Page 1 of 1

Plate harvesting script

Posted: Thu Aug 13, 2009 2:54 am
by daphnis
Any of the programmers out there familiar with the wiki, would there be any possible way of creating a harvesting script or function that reads publisher, plate, and date info., then dumps that into the appropriate publisher page? For example, because of the number of works we have published by Durand, we probably have the largest collection of plate and publisher information aside from the publishers themselves. We haven't been good about keeping these added to the Durand publisher page, and doing so now would be an incredible resource, especially for dating publications that are otherwise not represented in any composers' catalogues d'Ĺ“uvres.

I'd still like to request a change to the wiki upload pages that include publisher fields separating publisher, date and plate, which can then, upon submission, enter that information into the respective publisher page. This may be a tall order, but this sure would be nice to have as it would further strengthen our already vast and comprehensive publisher pages.

Re: Plate harvesting script

Posted: Thu Aug 13, 2009 3:27 am
by Carolus
That's an interesting idea. I wonder if including the city, publisher name, date, and plate number as separate fields would make the the automatic generation of such lists more possible. As it stands, I think we have the best plate number lists on the net. It's interesting how some publishers' plate numbers are a fairly reliable indicator of date, while others can be downright whimsical.
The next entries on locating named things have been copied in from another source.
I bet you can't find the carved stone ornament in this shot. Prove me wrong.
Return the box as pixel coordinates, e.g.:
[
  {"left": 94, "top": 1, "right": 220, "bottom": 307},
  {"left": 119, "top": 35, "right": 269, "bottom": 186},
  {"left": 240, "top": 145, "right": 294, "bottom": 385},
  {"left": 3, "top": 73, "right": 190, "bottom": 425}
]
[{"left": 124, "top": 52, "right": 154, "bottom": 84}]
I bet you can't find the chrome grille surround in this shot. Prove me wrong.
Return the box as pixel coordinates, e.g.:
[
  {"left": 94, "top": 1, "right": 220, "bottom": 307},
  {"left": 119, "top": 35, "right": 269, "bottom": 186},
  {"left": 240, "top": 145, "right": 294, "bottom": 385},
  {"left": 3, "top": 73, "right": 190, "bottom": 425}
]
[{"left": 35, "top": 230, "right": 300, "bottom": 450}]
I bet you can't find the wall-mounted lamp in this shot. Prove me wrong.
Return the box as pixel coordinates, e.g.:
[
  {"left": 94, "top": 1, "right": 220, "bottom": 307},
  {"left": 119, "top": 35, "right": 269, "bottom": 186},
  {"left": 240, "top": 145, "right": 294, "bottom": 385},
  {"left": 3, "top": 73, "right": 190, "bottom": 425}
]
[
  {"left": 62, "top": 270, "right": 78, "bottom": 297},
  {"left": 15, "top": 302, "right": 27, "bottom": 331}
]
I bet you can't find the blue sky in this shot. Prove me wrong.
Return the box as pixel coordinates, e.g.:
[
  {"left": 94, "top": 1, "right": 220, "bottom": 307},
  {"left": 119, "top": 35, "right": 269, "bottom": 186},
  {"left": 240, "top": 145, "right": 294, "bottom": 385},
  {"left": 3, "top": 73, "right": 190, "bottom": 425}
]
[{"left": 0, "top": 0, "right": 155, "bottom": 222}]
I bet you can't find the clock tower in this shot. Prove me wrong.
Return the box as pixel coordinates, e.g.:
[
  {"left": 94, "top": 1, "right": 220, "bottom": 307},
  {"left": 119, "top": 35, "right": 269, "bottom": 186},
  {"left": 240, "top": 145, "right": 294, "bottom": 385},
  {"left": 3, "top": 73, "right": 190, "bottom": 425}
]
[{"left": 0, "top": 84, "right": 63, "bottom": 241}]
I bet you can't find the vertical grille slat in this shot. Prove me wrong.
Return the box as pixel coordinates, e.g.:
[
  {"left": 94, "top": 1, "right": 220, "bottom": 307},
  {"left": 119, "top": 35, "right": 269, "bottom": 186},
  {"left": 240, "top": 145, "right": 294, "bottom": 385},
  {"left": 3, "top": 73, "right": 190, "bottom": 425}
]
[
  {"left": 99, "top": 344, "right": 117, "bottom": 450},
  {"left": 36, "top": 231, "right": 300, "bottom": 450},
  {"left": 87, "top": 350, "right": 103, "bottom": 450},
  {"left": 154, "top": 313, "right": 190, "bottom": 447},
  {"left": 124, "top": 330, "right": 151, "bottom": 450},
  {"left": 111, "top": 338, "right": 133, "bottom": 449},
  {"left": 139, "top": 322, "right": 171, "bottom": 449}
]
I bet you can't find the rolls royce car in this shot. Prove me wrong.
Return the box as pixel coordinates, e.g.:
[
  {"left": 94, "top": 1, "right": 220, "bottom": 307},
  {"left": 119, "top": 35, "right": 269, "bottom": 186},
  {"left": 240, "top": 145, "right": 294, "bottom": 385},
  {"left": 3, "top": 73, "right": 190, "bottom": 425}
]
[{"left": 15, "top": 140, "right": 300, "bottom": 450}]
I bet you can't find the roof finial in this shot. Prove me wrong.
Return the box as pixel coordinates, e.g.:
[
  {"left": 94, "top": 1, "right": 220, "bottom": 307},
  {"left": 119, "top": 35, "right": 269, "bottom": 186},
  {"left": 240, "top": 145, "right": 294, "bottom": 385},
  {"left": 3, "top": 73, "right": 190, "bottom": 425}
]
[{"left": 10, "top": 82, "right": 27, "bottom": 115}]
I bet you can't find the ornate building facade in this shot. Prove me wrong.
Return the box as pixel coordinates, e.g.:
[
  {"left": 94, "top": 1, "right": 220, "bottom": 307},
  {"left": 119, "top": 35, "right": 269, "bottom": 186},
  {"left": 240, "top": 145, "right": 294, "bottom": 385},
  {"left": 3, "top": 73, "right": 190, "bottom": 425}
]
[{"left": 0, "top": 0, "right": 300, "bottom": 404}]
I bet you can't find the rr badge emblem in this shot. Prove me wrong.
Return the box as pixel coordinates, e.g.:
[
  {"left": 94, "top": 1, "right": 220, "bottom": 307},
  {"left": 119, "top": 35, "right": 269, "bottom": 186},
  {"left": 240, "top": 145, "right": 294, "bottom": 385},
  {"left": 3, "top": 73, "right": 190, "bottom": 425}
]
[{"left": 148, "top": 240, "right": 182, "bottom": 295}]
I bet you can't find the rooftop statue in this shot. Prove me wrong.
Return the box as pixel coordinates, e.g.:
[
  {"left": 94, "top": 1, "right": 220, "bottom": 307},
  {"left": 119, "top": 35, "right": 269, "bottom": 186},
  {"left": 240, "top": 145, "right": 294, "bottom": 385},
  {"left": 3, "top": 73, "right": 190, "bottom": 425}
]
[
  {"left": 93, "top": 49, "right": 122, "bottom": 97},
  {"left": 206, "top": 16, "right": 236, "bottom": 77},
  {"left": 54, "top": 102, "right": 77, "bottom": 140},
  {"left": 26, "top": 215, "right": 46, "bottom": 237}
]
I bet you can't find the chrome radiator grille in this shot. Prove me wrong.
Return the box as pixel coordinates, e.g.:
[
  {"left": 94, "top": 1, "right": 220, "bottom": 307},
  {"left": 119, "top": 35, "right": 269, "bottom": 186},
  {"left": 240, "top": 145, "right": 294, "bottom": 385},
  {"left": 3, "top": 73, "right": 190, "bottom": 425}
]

Re: Plate harvesting script

Posted: Thu Aug 13, 2009 3:38 am
by vinteuil
Yes indeed. I now carry around lists for plate numbers of those precise publishers (Richault, Ricordi) to date things (come as they do ;).

Re: Plate harvesting script

Posted: Thu Aug 13, 2009 3:44 am
by daphnis
I wonder if including the city, publisher name, date, and plate number as separate fields would make the the automatic generation of such lists more possible.
Yes, that's the general idea, and I think doing so would absolutely be possible.
It's interesting how some publishers' plate numbers are a fairly reliable indicator of date, while others can be downright whimsical.
Agreed. However with the Durand example, and because I myself have submitted so many without taking the time to add them into the Durand page, this would be a hugely helpful in dating publications since they're fairly straight-forward in their assignments.

Re: Plate harvesting script

Posted: Thu Aug 13, 2009 3:49 am
by vinteuil
Great ideas! You should talk to Leonard and Feldmahler about it (it's always safer to ask on their talk pages, as they often do not find these forums)

Re: Plate harvesting script

Posted: Thu Aug 13, 2009 2:10 pm
by Mazin
Ask for an IMSLP api while you're at it. :D
perlnerd666 wrote:Yes indeed. I now carry around lists for plate numbers of those precise publishers (Richault, Ricordi) to date things (come as they do ;).
Think you could share these lists?

Re: Plate harvesting script

Posted: Thu Aug 13, 2009 6:46 pm
by vinteuil
They're on the publisher pages :)

Re: Plate harvesting script

Posted: Fri Aug 14, 2009 3:29 pm
by Leonard Vertighel
daphnis wrote:... a harvesting script or function that reads publisher, plate, and date info...
Feasible, if the info is available in a sufficiently standardized format. Entries that do not adhere to a known format would have to be skipped. I don't think that I'll have time to work on it in the near future though.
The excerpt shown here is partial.